Question: Is anyone able to explain the statistics behind the dmpFinder function in minfi package?
0
gravatar for mcall
2.8 years ago by
mcall0
mcall0 wrote:

Hi Everyone!

I am using dmpFinder to find dmp on a methylation experiment.

As the authors said, dmpFinder is a wrapper around limma, so I tried to emmulate the steps (that I thought) were followed by the dmpFinder function... After examining the function @HansenLab's Github I found a series of steps that I don't fully understand...

Is anyone able to explain the statistics behind the dmpFinder function in minfi package? Why does dmpFinder applies bayes in some cases, or else, uses Sigma?? (Please, follow the link to Hansen's Lab to see the code I am talking about...) Could someone, please, guide me on why these steps are followed? or what do they mean?

I am sorry if the question is too basic, maybe it is a matter of the limma package, but I can't seem to find the answer.

Many thanks in advance.


https://github.com/kasperdanielhansen/minfi/blob/master/R/dmr.R

limma minfi methylation dmpfinder • 1.0k views
ADD COMMENTlink modified 2.2 years ago by vulegom0 • written 2.8 years ago by mcall0
Answer: Is anyone able to explain the statistics behind the dmpFinder function in minfi
0
gravatar for James W. MacDonald
2.8 years ago by
United States
James W. MacDonald50k wrote:

Rather than looking at the code, why don't you look at the help page? It says

Arguments:

     dat: A 'MethylSet' or a 'matrix'.

   pheno: The phenotype to be tested for association with methylation.

    type: Is the phenotype ''continuous' or 'categorical'?

 qCutoff: DMPs with an FDR q-value greater than this will not be
          returned.

shrinkVar: Should variance shrinkage be used? See details.

Details:

     This function tests each genomic position for association between
     methylation and a phenotype. Continuous phenotypes are tested with
     linear regression, while an F-test is used for categorical
     phenotypes.

     Variance shrinkage ('shrinkVar=TRUE') is recommended when sample
     sizes are small (<10). The sample variances are squeezed by
     computing empirical Bayes posterior means using the 'limma'
     package.

Which seems to be fairly explanatory, unless you don't know what 'squeezing variance' means, in which case you should read the limma User's Guide, or just rest easy knowing that you should do this if you have very few samples, and maybe not if you have more samples.
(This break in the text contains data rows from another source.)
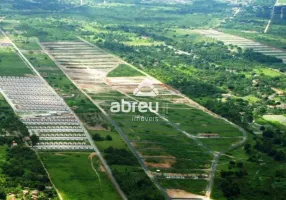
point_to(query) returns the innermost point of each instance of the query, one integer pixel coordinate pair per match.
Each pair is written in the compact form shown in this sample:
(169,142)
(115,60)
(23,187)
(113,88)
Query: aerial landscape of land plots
(147,99)
(46,115)
(106,79)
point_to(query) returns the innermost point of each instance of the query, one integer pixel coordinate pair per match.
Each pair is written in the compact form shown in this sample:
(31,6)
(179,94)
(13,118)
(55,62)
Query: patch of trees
(98,137)
(93,119)
(136,185)
(115,156)
(230,179)
(251,55)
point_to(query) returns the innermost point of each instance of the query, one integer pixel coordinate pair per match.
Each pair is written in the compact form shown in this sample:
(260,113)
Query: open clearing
(276,118)
(165,144)
(74,177)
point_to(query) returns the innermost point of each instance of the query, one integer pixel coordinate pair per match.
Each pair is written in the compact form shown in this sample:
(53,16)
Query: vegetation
(124,70)
(74,177)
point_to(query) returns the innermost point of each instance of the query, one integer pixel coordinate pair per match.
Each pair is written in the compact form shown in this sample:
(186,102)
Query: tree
(34,139)
(109,138)
(97,137)
(247,148)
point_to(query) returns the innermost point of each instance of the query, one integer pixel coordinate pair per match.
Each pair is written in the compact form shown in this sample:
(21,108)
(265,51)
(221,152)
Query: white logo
(146,83)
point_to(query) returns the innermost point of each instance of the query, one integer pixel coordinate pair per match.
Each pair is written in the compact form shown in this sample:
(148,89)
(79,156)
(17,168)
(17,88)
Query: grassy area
(192,186)
(268,72)
(116,141)
(11,64)
(276,119)
(75,179)
(124,70)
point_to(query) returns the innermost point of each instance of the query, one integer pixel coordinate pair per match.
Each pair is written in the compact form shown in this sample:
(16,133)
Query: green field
(75,179)
(11,64)
(124,70)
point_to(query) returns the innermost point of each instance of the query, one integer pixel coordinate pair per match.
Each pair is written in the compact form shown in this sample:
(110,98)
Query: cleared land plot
(11,64)
(276,118)
(158,144)
(74,177)
(36,105)
(123,71)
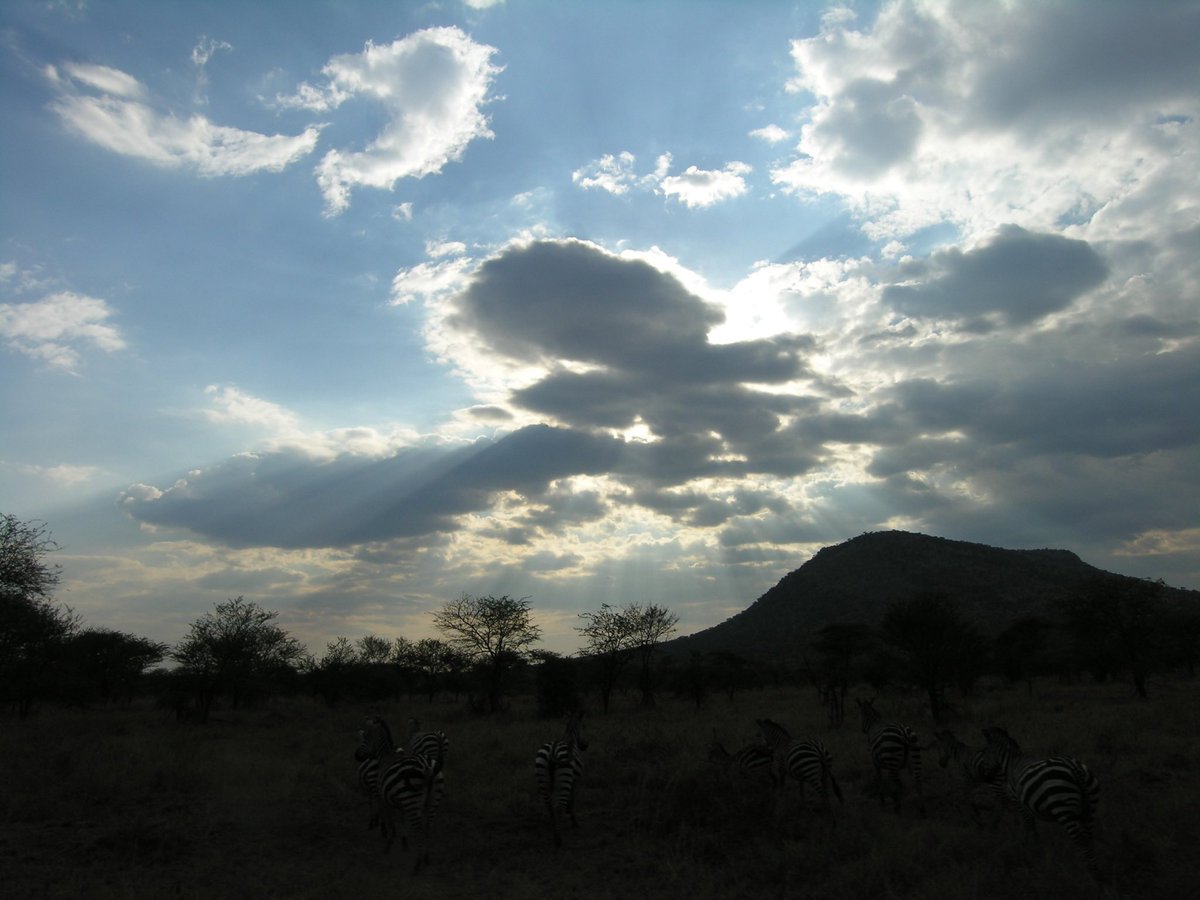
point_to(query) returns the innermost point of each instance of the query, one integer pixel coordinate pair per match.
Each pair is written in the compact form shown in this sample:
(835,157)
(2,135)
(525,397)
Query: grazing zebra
(407,783)
(1059,789)
(429,744)
(808,761)
(558,768)
(369,779)
(977,772)
(754,761)
(893,748)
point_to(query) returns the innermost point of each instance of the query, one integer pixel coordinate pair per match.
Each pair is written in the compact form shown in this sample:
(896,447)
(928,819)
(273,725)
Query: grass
(264,803)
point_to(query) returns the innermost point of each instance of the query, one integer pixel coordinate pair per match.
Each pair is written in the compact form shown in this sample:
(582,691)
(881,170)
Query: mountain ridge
(856,581)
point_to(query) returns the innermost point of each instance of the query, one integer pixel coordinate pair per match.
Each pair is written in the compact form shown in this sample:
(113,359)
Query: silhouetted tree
(1120,618)
(649,625)
(607,636)
(838,648)
(33,627)
(229,648)
(496,633)
(107,664)
(928,633)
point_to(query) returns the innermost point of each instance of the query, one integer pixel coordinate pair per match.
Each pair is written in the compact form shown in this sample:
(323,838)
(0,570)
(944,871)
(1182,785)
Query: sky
(353,307)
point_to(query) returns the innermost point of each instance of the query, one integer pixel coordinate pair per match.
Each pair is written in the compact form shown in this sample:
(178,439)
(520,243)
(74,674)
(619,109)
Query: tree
(649,625)
(108,664)
(24,573)
(497,633)
(1119,618)
(838,646)
(33,627)
(231,648)
(609,641)
(928,630)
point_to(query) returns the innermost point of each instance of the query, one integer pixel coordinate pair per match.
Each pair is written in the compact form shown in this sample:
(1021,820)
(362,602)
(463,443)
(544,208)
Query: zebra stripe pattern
(369,779)
(808,761)
(558,767)
(1057,789)
(754,761)
(893,749)
(407,783)
(430,744)
(976,771)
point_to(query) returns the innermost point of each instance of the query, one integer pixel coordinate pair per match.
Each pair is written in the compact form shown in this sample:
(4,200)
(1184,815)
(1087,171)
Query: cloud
(984,114)
(283,499)
(54,328)
(112,109)
(433,85)
(695,187)
(1018,276)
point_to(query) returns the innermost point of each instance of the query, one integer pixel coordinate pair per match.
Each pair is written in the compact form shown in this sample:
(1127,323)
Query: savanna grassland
(129,803)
ADD COMMENTlink written 2.8 years ago by James W. MacDonald50k

Hi James.

Many thanks for you reply.

Maybe I should give you more background.

I am trying to select an N amount of probes that are differentially methylated based on a linear model (for further analysis that talking about it doesn't fit in this question)

Since I have a constraint to choose N amount and not just all the data coming from the 450k experiments, my first shot was to preselect them based on the dmpFinder outcomes. But later, I learned that the function is just a wrapper around limma. So I tried with limma to see if got the same dmp.

 

With “minfi” package, to get those dmp, I do:

dmp1 <- dmpFinder (betas, IC50Drug1 , type = "continuous")

as you can see I don’t use ('shrinkVar=TRUE'), because I know my sample size is not too small…

 

However, I don’t get the same result if I apply the following with limma:

betas <- rbind (betas, IC50Drug1)

design <- model.matrix(~IC50Drug1, data = betas)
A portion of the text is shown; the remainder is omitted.